How low oxygen helps TB bacteria wreck immune cells
Lalita Ramakrishnan finds that HIF-1-driven hypoxia makes macrophages vulnerable to the mycobacterial factor EsxA, accelerating cell death and granuloma necrosis.
Tuberculosis forms granulomas, organized immune-cell structures that surround the bacteria. These granulomas can grow and then die in a way that helps the bacteria spread, but how that happens has been unclear. Using a tuberculosis model, researchers led by Lalita Ramakrishnan set out to trace the steps by which granulomas enlarge and become necrotic. Their work focused on interactions between the bacteria and the macrophages, the immune cells that normally eat and destroy microbes. They found that a bacterial virulence factor called EsxA plays a central role from the earliest stages. EsxA damages mitochondria inside infected macrophages and triggers apoptosis, a programmed cell death process. At first, the dying macrophages are taken up by newly arriving macrophages, a cleanup process that temporarily keeps the structure intact. But as the core of the granuloma grows, it becomes low in oxygen. That low-oxygen state activates a host response driven by Hypoxia Inducible Factor-1. The study follows how these sequential events—bacterial damage, cell death, recruitment, and oxygen loss—unfold in the granuloma environment.
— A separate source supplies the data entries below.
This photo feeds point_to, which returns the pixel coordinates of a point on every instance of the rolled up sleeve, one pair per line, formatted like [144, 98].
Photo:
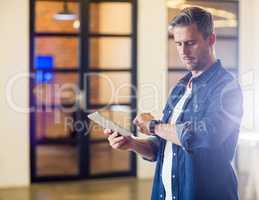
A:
[220, 120]
[154, 142]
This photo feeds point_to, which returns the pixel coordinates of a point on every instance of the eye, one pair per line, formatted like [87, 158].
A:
[190, 43]
[178, 44]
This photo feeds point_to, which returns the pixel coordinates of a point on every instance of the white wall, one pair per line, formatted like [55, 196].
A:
[249, 62]
[14, 51]
[14, 59]
[152, 64]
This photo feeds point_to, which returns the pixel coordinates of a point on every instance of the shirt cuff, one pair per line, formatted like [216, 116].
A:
[185, 136]
[154, 142]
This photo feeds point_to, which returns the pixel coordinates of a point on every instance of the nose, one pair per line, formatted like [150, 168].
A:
[184, 50]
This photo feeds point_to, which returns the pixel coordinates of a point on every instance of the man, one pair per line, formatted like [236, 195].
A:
[195, 141]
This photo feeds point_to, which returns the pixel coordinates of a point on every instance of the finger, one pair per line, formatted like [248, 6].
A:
[119, 144]
[117, 140]
[113, 135]
[107, 131]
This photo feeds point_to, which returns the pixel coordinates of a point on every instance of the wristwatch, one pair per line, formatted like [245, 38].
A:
[152, 125]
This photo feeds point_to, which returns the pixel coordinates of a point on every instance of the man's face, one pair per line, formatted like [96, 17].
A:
[193, 49]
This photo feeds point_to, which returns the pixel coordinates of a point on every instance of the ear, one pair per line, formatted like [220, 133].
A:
[212, 39]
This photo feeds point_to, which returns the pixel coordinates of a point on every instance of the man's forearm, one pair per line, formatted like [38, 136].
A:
[144, 148]
[167, 132]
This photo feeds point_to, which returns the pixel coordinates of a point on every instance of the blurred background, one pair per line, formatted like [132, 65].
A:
[63, 59]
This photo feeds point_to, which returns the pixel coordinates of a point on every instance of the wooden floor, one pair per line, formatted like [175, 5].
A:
[112, 189]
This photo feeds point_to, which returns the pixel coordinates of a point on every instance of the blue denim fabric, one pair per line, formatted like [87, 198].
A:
[208, 130]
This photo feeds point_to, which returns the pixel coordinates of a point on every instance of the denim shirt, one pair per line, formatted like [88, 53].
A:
[208, 130]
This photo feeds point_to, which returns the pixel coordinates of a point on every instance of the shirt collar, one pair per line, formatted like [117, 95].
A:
[205, 76]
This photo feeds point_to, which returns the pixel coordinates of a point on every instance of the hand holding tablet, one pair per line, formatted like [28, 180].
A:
[107, 124]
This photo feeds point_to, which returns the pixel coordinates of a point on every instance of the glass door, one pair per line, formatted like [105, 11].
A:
[80, 62]
[111, 81]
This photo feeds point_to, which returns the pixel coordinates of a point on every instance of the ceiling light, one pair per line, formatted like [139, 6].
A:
[65, 14]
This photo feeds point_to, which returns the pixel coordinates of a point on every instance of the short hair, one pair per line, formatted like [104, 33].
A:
[195, 15]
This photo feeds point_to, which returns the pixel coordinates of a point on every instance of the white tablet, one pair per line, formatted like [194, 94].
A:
[106, 123]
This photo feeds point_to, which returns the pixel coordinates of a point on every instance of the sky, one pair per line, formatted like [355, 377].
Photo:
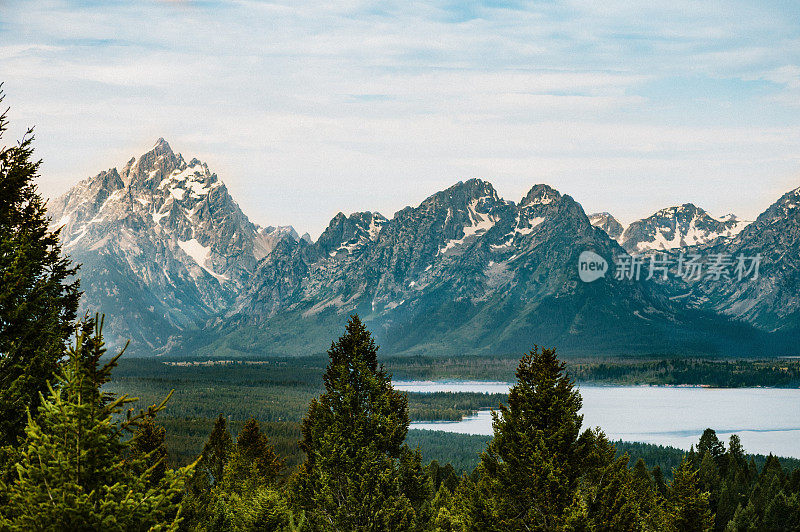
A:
[305, 109]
In the tuberculosis model the team used, two linked stages of disease progression—granuloma enlargement and necrosis—both depended on the mycobacterial virulence factor EsxA. The investigators observed that EsxA causes mitochondrial damage and triggers apoptosis specifically in infected macrophages. Early on, this apoptosis is balanced by neighboring macrophages that engulf the dying cells, a standard tissue maintenance mechanism. But as the granuloma core enlarges it becomes hypoxic, and that low-oxygen condition induces Hypoxia Inducible Factor-1 (HIF-1) in macrophages. HIF-1 in turn suppresses mitochondrial respiration, changing macrophage metabolism. Because mitochondria are already being targeted by EsxA, the HIF-1–driven suppression of respiration makes macrophages more sensitive to EsxA’s mitotoxicity. The result is accelerated apoptosis of these sensitized macrophages. Clearance cannot keep up with the increased death rate, and mycobacterium-rich necrotic debris accumulates in the granuloma cores. These results link a specific bacterial factor, EsxA, with a host metabolic adaptation, HIF-1 activation, to explain the shift from contained infection to necrotic lesions.
The study highlights a dynamic interplay between a bacterial weapon and a host survival program that paradoxically helps the infection spread. By showing that granuloma necrosis depends both on EsxA and on the host’s hypoxia response via Hypoxia Inducible Factor-1, the findings point to two nodes in the disease process: the mycobacterial virulence factor that damages mitochondria and the host metabolic switch that makes macrophages more vulnerable. That framing narrows the question of how tuberculosis transmission emerges from within the granuloma and suggests new ways to think about interventions. Rather than treating only the bacteria, it may be important to consider how host responses to low oxygen contribute to tissue breakdown. Future work, building on this model, can explore whether interrupting EsxA activity or modifying the HIF-1–linked metabolic state changes the balance between controlled infection and the necrosis that releases bacteria. These insights come from observing the sequence of events in a tuberculosis model, and they underscore how tightly linked bacterial strategies and host adaptations are in driving disease outcomes.
Understanding the EsxA–HIF-1 interaction offers a clearer target for disrupting the chain of events that leads to infectious granuloma necrosis. This knowledge could guide research into ways to prevent tissue breakdown that promotes tuberculosis transmission.